The good news is that the four, yes four, open crossword puzzles previously occupying my mind have all been completed. Threads closed. All done. I have the receipts.
The reason I mention this is because, in a parallel universe I’m known to frequent, it is in fact, and actually, the number of successfully completed word puzzles which determines the general health of the society creating and solving them. Not farm production. Not manufacturing dingus, or alloy commodities hedging, or some other nonsense. No, just word puzzles.
So it is good, even great news that so many people are contributing so much. It explains a lot, as far as fantasy parallel universe logic has any explanatory power.
Similarly, it’s language like the quote below, from no less than an assistant professor at a state university’s philosophy department, that purports to be about something but isn’t, that the puzzlers are working against, trying hard to keep meaning and words close together.
Ultimately, I claim that the environment of professional philosophy, particularly in the U.S., bears symptoms of a culture of justification, which creates a difficult working environment for many diverse practitioners.
What could be meant by this? How are we to understand ‘environments’ which exhibit ‘symptoms’? Environments are the where in which agents of some sort exhibit symptoms, signs of disease, indications of misalignment with the environment in which they find themselves. If the (an) environment has symptoms then it must itself be in some other environment, by which one could measure its misalignment, or level of disease.
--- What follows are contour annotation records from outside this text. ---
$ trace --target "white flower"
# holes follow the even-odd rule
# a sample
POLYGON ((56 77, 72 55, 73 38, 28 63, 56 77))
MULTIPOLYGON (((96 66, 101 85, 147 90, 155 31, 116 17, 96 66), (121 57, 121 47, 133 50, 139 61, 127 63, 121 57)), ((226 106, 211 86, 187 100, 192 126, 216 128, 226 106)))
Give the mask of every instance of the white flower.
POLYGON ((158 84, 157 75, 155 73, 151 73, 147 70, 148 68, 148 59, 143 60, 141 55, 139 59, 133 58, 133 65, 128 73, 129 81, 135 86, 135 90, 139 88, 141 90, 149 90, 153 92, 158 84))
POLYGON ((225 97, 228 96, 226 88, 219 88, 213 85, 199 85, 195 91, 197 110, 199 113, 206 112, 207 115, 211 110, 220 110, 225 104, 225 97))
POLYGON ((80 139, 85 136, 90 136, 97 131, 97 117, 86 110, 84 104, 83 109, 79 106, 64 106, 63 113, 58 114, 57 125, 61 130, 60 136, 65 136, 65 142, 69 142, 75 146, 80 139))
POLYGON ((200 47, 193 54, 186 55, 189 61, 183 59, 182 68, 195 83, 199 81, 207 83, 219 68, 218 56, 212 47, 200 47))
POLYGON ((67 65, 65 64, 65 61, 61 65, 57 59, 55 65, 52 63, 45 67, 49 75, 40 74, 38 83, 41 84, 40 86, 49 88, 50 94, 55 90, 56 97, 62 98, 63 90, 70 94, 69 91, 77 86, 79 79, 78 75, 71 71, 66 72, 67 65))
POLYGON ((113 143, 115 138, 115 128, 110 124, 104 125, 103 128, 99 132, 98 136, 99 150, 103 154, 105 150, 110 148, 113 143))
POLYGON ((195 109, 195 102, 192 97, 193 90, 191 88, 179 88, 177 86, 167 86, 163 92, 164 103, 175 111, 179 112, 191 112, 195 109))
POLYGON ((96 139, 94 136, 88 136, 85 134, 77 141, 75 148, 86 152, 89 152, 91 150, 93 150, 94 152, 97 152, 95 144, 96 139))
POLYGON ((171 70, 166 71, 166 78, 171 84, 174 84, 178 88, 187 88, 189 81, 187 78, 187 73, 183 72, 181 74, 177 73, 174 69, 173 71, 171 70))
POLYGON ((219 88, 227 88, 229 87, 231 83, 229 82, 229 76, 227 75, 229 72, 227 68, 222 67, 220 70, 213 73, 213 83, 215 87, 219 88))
No-one, or at least no-one you should listen to, ever talks of a (the) thermometer’s hostility towards those who would take their temperatures, or how the act of measuring itself was somehow unfair.
But don’t worry about that – look, the disease is a culture, a justification culture. A mysterious back formulation to describe a reason for the discomfort of diverse practitioners, sure, but what could be meant by it? How is a culture a disease?
If by culture one means ‘how folks do what they do’ then justification culture is more of a medicine than a disease, more of a balm than an irritant. Having reasons for your reasons is what justification is about. A culture which prizes scientific reason insists on what it does not by proclamation but rather by an accumulation of evidence, and technological prowess based on the application of that evidence; it generates an un-ending series of proofs of concept that transform into net-wellness gains for individuals and their aggregations as families and communities and cities and so on.
Should we abandon that, then what sort of cultures are possible? Ones which central power derives from proclamation rather than application. I don’t like those. They are antithetical to self-rule. It’s like mistaking the crossword puzzle for a news story, mistaking words for things.
Anyway, four down, all the rest to go.